Author: Victoria Cohen
The Happiness Advantage: How a Positive Brain Fuels Success in Work & In Life
Our professional development book club met this month to discuss “The Happiness Advantage” by Shawn Achor. Overall, our team was captivated by the lessons in this novel and synonymously agreed that happiness is in fact, the center of life, and success revolves around it.
But first things first – what even is happiness?
Happiness can be defined as human flourishing, or the joy we feel striving after our potential.
With that in mind, here are our top three takeaways to help you tap into your own happiness advantage:
1. Focus on the positive to capitalize on opportunities
As a society, we’ve long been conditioned that success is a precursor to happiness in all aspects of our lives – from our careers, to our relationships, to even our goals and aspirations. This novel challenged this theory – making the claim that the inverse is actually true. Those who lean towards positivity and happiness are likely to see and capitalize upon opportunities, thus leading to greater overall success in their personal and professional lives.

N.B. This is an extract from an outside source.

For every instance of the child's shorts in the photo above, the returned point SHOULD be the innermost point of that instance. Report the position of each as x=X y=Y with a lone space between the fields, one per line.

Below are our favorite statistics from the novel to showcase how a positive mood leads to greater success:
- Optimistic sales professionals outsell their pessimistic counterparts by 56%
- Teams with encouraging managers performed 31% better than teams with managers who were less positive and delivered less praise
- Doctors who were primed for happiness (by simply given candy!) demonstrated 3x more intelligence and creativity in diagnosing a case than doctors in a neutral state, and they made accurate diagnoses 19x faster
2. Be grateful
“Bad” things happen to everyone, but it is truly our mindset that leads to positive and negative reactions. In reality, all events are neutral – our perception of these events is what determines our experience of the world around us. Practicing gratitude allows you to rewire your brain and see the good in almost any situation. Instead of dwelling on the effects of a conventionally “negative” experience, happy people tend to focus on the positives – whether that’s a new opportunity following suit, knowledge gained, or even gratitude for what you do have in the situation.
3. Social support is your single greatest asset
“Our relationships with other people matter, and matter more than anything else in the world.” – George Valliant
In the midst of challenges and stress, the most successful people invest in their friends, peers, and family members to propel themselves forward. Relying on our social networks in the face of adversity enables us to expand our physical, intellectual, and emotional resources – thus allowing us to overcome challenges with far less taxation on our wellbeing. Not only is social support essential to happiness in our personal lives, it is also a determining factor of our satisfaction levels and performance at work. To no surprise, those who feel connected to their team members and supported by management display higher levels of engagement, productivity, and are much more likely to stay with the company long-term.